Only governments can censor. A private citizen or company has every right to edit, or limit, speech on the platform it owns.
Google, Facebook and Twitter should be investigated, but for anti-trust violations, not political bias. Linking the two is a dangerous precedent, but not unheard of.
Politicians have always been nervous about too much information ability being consolidated in one place. That’s why Congress in the past put limits on newspaper ownership in the same market, and cross ownership limits between television stations and newspapers.
But when the internet and social media came along, politicians either ignored, or were ignorant of, the anti-trust implications because they involved platforms where they saw the opportunity to get their own message out without the filter of mainstream media. So as these technology giants sucked up the audience from the MSM, many politicians cheered.
How little they understood about the future ramifications could be seen in a recent question Utah Sen. Orrin Hatch asked Facebook guru Mark Zuckerberg during testimony before Congress last month. He asked Zuckerberg how his company makes money when it doesn’t charge for the service.
Zuckerberg replied: “Umm, Senator, we sell ads.”
It is projected that the “duopoly” of Google and Facebook will bring in more than $60 billion in advertising this year, which is almost 70 percent of the digital market.
It is simple. When it comes to information, if you corner the market, you can corner the message.
So claims of bias now ring hollow, when that should have been the concern years ago.

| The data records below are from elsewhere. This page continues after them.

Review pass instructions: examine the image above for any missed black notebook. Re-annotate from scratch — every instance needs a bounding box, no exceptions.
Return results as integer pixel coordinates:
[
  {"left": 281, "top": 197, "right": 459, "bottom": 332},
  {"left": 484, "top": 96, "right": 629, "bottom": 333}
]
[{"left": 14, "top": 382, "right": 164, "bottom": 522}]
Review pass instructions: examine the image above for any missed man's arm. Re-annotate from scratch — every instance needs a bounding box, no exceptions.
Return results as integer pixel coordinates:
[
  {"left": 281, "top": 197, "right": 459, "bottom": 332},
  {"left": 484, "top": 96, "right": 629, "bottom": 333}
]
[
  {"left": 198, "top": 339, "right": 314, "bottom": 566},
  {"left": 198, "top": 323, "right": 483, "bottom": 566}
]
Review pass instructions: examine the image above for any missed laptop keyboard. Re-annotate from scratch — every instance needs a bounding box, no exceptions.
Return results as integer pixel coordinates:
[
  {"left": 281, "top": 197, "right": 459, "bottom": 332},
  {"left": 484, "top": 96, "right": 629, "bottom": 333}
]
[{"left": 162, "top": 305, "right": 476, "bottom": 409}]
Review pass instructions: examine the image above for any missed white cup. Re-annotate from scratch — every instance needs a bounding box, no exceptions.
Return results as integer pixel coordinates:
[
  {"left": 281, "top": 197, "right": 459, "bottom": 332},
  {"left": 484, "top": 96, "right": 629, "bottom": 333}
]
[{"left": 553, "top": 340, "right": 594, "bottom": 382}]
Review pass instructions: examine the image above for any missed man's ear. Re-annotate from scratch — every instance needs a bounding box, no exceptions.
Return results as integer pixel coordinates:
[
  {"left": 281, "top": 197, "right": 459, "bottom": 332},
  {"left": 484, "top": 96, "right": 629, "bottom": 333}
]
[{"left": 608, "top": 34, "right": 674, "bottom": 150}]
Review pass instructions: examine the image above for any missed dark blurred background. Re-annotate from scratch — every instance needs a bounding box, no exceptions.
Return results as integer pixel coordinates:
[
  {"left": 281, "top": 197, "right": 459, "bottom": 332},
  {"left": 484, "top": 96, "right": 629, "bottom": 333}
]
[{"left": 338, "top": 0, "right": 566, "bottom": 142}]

The best way to assure a free exchange of information and ideas is a robust, competitive market where many options are available to the consumer, as well as the advertiser.
The problem is many people seem to think social media and internet searches are exactly that, when they are not. Facebook owns everything you give it — your name, your photos, your political statements, your searches and even your “friends.”
And what they do with that information is their business.
However, some users, particularly the younger ones, are beginning to catch on.
According to recent data from Pew Research Center, 42 percent of Facebook users ages 18 and up have taken a break from the social media platform of “several weeks or more” in the last year; a quarter of the respondents said they’d deleted the mobile app entirely from their smartphones.
The movement away from Facebook appears to be generational, as 44 percent of users between 18 and 29 said they deleted Facebook’s app.
These tech firms deserve to be investigated, but for antitrust violations. This is the same way government dealt with the AT&T monopoly of the telephone industry in the 1960s. Congressional action then paved the way for technology advancement in cellular communications and is the main reason we have smartphones.
And how did they do it? They broke up AT&T into smaller, competitive companies. If that hadn’t happened, we would probably still be using land lines and talking to rude operators.